I noticed that Sifu Maria Grothe of the Weng Chun Family (G.M. Andreas Hoffman Lineage) is saying she no longer uses the excessive body motions (flexing waist, etc.) in her forms (e.g. Saam Pai Fat ) and practice as it has resulted in her having Spinal Disc and Knee damage. She says after speaking to other Wing Chan Masters in Asia that they are not used in other Shaolin Wing Chun Kuen.







She discusses this in a Youtube video:
Interview about Bodywork in Weng Chun Sifu M.Grothe - YouTube

I have seen some videos of G.M Hoffman and Sifu Maria in action and the movements are quite exaggerated compared to the Tang Yick Style of the Lo Family Weng Chun. Although they generate a lot of power are they safe to practise?
G.M. Wai Yan seemed to be still moving ok in old age.


----------



## Marnetmar (Apr 24, 2014)

They_ could_ be safe if she's the only case, but I have been a bit suspicious about the waist movements since they aren't used in other Weng Chun lineages.


----------



## yak sao (Apr 24, 2014)

I had always heard that was the original reason for wearing a sash. It should be wrapped fairly tightly around the midsection to help support the back and abs during forms practice.


----------



## Tong Chuang (Apr 24, 2014)

yak sao said:


> I had always heard that was the original reason for wearing a sash. It should be wrapped fairly tightly around the midsection to help support the back and abs during forms practice.
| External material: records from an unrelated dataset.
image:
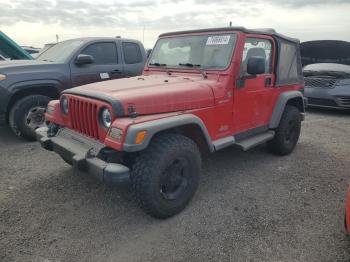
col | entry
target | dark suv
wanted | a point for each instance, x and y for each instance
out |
(26, 86)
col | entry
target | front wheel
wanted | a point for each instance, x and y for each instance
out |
(166, 175)
(27, 115)
(287, 133)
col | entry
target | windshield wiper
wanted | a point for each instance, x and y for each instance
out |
(157, 64)
(201, 71)
(162, 66)
(46, 60)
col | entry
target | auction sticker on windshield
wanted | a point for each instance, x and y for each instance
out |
(218, 40)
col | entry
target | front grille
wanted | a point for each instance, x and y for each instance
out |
(84, 117)
(343, 101)
(318, 82)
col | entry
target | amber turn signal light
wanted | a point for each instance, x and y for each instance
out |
(140, 137)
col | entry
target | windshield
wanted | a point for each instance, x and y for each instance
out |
(60, 52)
(212, 51)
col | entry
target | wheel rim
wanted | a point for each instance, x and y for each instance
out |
(175, 180)
(35, 117)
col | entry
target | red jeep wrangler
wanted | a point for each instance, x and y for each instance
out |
(201, 91)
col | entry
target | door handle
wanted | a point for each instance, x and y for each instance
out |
(116, 71)
(268, 81)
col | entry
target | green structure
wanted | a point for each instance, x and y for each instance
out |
(9, 49)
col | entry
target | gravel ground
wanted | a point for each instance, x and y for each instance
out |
(250, 206)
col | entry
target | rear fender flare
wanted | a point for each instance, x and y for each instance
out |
(281, 103)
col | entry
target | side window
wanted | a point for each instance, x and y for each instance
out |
(257, 47)
(132, 53)
(288, 64)
(103, 53)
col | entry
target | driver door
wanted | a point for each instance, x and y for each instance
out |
(252, 99)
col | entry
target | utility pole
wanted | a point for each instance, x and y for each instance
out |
(143, 35)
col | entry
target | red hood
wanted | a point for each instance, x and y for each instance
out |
(155, 93)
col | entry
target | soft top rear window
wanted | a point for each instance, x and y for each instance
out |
(289, 69)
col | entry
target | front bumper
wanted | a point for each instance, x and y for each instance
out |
(83, 153)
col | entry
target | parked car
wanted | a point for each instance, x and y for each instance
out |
(327, 73)
(27, 86)
(31, 50)
(10, 50)
(200, 92)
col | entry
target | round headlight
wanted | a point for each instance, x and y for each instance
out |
(64, 105)
(106, 117)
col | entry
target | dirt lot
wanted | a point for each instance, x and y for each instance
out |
(250, 206)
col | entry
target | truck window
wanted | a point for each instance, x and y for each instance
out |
(132, 53)
(103, 53)
(256, 47)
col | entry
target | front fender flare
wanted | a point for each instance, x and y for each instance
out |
(155, 126)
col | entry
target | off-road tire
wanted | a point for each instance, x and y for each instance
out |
(287, 133)
(152, 166)
(19, 111)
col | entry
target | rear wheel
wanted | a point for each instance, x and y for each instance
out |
(27, 115)
(166, 175)
(287, 133)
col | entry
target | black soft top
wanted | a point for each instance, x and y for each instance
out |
(288, 64)
(261, 31)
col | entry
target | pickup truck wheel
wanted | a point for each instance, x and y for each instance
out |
(28, 114)
(287, 133)
(166, 175)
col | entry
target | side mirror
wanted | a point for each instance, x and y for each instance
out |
(256, 65)
(84, 59)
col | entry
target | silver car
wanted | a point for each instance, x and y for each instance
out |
(327, 73)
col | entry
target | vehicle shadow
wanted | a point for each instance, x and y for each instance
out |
(329, 111)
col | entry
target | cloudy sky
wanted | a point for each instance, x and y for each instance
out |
(33, 22)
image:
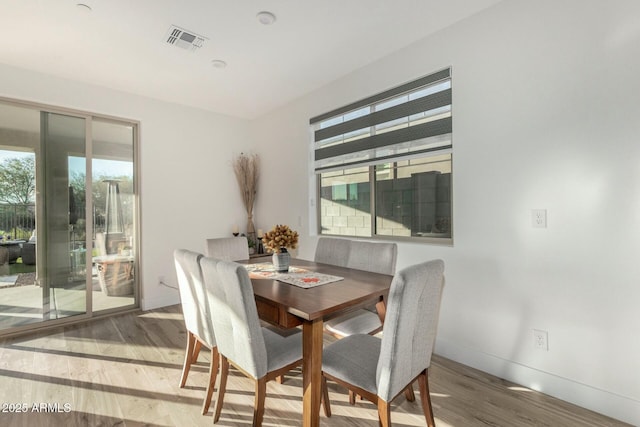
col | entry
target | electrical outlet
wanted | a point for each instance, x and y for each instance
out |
(539, 218)
(541, 339)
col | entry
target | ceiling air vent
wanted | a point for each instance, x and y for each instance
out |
(187, 40)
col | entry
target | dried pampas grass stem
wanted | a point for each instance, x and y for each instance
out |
(247, 170)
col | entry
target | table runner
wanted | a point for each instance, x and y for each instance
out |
(295, 276)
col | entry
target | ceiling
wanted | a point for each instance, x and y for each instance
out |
(120, 44)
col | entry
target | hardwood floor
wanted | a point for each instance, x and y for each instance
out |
(125, 370)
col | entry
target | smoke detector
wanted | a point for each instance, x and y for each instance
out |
(184, 39)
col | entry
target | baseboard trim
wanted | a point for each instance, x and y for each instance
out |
(604, 402)
(164, 301)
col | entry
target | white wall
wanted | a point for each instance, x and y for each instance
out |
(546, 108)
(188, 188)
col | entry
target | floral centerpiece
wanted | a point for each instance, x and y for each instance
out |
(278, 240)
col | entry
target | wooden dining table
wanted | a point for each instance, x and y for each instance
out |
(289, 306)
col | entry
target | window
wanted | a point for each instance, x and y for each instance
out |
(383, 164)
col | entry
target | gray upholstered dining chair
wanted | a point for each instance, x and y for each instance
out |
(258, 352)
(369, 256)
(197, 317)
(228, 248)
(379, 369)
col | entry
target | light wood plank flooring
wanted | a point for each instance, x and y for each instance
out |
(125, 370)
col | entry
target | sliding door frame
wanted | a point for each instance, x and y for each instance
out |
(47, 323)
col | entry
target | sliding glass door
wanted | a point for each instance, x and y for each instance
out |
(68, 216)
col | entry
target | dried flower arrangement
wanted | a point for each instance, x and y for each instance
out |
(247, 170)
(280, 238)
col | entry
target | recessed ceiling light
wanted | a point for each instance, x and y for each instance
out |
(266, 18)
(84, 7)
(218, 63)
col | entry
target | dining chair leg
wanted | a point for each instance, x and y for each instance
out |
(384, 413)
(408, 393)
(425, 397)
(213, 373)
(325, 397)
(224, 372)
(191, 340)
(258, 407)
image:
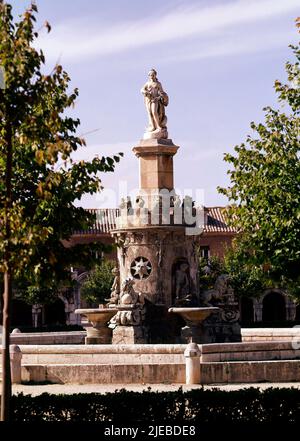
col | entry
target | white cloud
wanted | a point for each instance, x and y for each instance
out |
(76, 43)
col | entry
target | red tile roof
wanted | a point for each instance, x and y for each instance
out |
(106, 221)
(216, 221)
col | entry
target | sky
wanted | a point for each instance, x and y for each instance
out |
(217, 60)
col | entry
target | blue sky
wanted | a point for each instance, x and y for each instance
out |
(217, 60)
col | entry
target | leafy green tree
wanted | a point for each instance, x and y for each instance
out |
(97, 287)
(39, 182)
(265, 188)
(246, 279)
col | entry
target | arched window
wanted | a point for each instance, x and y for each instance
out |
(247, 312)
(55, 313)
(21, 314)
(274, 307)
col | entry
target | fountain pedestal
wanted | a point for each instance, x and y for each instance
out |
(194, 331)
(98, 333)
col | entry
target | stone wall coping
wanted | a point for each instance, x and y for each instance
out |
(246, 346)
(270, 331)
(104, 349)
(46, 334)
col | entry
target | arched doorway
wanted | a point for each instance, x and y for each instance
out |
(55, 313)
(180, 280)
(246, 308)
(21, 314)
(297, 312)
(274, 307)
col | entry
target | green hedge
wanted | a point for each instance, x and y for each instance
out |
(251, 405)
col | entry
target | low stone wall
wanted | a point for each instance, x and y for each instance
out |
(105, 374)
(251, 351)
(270, 334)
(102, 354)
(275, 371)
(142, 364)
(48, 338)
Could be, although I heard the silk sash was used to stop 'chi' leakage from the 'Man' Dantien (Solar plexus)


----------



## geezer (Apr 24, 2014)

Tong Chuang said:


> Could be, although I heard the silk sash was used to stop 'chi' leakage from the 'Man' Dantien (Solar plexus)



Chi leakage?!? Sounds messy.

Anyway I can't comment on _Weng_ Chun. I have both knee and disk problems (from old injuries) that bother me if I'm not careful with my Wing Chun (NVTO Ving Tsun). But if my position is correct, I find practicing VT to be theraputic.


----------



## Tong Chuang (Apr 24, 2014)

geezer said:


> Chi leakage?!? Sounds messy.
> 
> Anyway I can't comment on _Weng_ Chun. I have both knee and disk problems (from old injuries) that bother me if I'm not careful with my Wing Chun (NVTO Ving Tsun). But if my position is correct, I find practicing VT to be theraputic.



Yes, I too find practicing the forms theraputic, especially when performed Yin style,  I couldn't go  a week without performing them. I do get the odd knee pain twinge (mostly in the right knee - could be to do with driving), but mostly I'm ok luckily.
I can recommend Glucosamine Sulphate with Chondroitin, and Hemp Seed Oil internally as a joint enhancer. Lingzhi mushroom extract is also good.


----------



## r'n'r (Apr 28, 2014)

Any videos of her form?

My guess is, it's probably either poor form execution biomechanically wise or insufficent strenght foundation, or both.


----------



## Tong Chuang (Apr 28, 2014)

r'n'r said:


> Any videos of her form?
> 
> My guess is, it's probably either poor form execution biomechanically wise or insufficent strenght foundation, or both.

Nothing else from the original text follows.